My research in the past 40 years can summarily be represented in a 2D phase space with QuantumClassical on the horizontal axis, and micro-Macro on the vertical. You can tell from the title of my

talk that the intention is to connect the micro features of quantum matter to the macrostructures of spacetime: matter via quantum field theory, spacetime via general relativity, and micro/macro interface via nonequilibrium statistical mechanics [1]. This stretch may sound wild

on surface, but not so surprising if you knew that in my view, general relativity is in the nature of a hydrodynamic theory [arXiv:gr-qc/9607070, arXiv:gr-qc/9511077], valid only in the long wavelength, low energy domain. GR is a beautiful theory, yet only an effective theory, emergent from quantum gravity -- theories describing the microscopic structures of spacetime at the Planck length (10^{-35} m), not unlike thermo- and hydro- to molecular-dynamics. To me, hydrodynamics and thermodynamics not only serve as a set of useful tools, but provide the correct

perspective to ask meaningful questions about the nature and behavior of spacetime as we know it. My recent work with H. T. Cho and J. T. Hsiang attempts to link up the stress energy fluctuations of quantum fields in spacetimes (with nontrivial topology or curvature) with their thermodynamic properties. The former is represented by the noise kernel, the stress energy tensor correlator of quantum matter fields, while the latter by the heat capacity and the (adiabatic and isothermal) compressibility. Noise kernel is the centerpiece of stochastic gravity [2], a theory for the dynamics of curved spacetimes based on the Einstein-Langevin equation [arXiv:0802.0658] which incorporates fully and self-consistently the backreaction effects from the mean values and the

fluctuations of quantum field stress tensors. Examining the noise kernel from a thermodynamic perspective can add a new dimension to our understanding of its physical properties. E.g., heat

capacity gives a measure of the fluctuations of the energy density to the mean, acting as a criterion for the validity of the canonical distribution. An intriguing fact coming from the past 3 decades of work [3] is that the fluctuations of energy density to the mean is close to unity for quantum

fields in many different spacetimes. From a thermodynamic perspective we conjecture that this feature, even for quantum fields in ordinary Minkowski spacetime, is an indication that the balance between spacetime and quantum matter fields has some built-in thermodynamic instability, that their co-existence meets with a saturation criterion in the “capacity of spacetime” to “hold" the quantum field, a theme we view as worthy of deeper thoughts. * Based on 1) H. T. Cho, J. T. Hsiang and B. L. Hu, Quantum Capacity and Vacuum Compressibility of

Spacetimes: Thermal Fields, Universe 8, 291 (2022). 2) Yucun Xie, J. T. Hsiang and B. L. Hu,

Dynamical Vacuum Compressibility of Space, Phys. Rev. D109, 065027 (2024)
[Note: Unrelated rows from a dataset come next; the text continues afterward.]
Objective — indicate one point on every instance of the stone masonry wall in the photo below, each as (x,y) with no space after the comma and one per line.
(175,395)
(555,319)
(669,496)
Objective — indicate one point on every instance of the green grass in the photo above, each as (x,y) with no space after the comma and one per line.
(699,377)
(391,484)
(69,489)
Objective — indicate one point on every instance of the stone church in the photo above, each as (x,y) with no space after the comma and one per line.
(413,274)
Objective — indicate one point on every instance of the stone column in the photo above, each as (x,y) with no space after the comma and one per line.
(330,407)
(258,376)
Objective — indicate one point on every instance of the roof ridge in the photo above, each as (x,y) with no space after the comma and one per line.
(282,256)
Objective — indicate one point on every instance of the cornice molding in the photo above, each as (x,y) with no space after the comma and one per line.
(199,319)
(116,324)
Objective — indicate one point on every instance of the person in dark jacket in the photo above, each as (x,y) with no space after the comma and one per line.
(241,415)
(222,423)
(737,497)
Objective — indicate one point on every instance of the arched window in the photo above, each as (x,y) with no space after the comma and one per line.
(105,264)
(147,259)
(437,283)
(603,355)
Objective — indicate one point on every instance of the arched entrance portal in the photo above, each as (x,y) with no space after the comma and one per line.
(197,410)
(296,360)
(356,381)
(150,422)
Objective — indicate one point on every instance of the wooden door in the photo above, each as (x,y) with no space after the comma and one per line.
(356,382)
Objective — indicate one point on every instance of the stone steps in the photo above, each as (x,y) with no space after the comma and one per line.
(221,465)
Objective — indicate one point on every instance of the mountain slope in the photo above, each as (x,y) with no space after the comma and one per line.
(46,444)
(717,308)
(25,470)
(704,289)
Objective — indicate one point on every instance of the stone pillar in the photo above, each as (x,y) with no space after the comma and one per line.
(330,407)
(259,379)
[1] E. Calzetta and B. L. Hu, Nonequilibrium Quantum Field Theory (Cambridge University Press,

Cambridge, 2008).

[2] B. L. Hu and E. Verdaguer, Semiclassical and Stochastic Gravity-- Quantum Field Effects on Curved

Spacetimes (Cambridge University Press, Cambridge, 2020). Liv. Rev. Rel. 11 (2008) 3

[3] C. I. Kuo and L. H. Ford, Phys. Rev. D47, 4510 (1993). N. G. Phillips and B. L. Hu, Phys. Rev.

D55, 6123; D62 (2000) 084017. H. T. Cho and B. L. Hu, Phys. Rev. D84, 044032 (2011).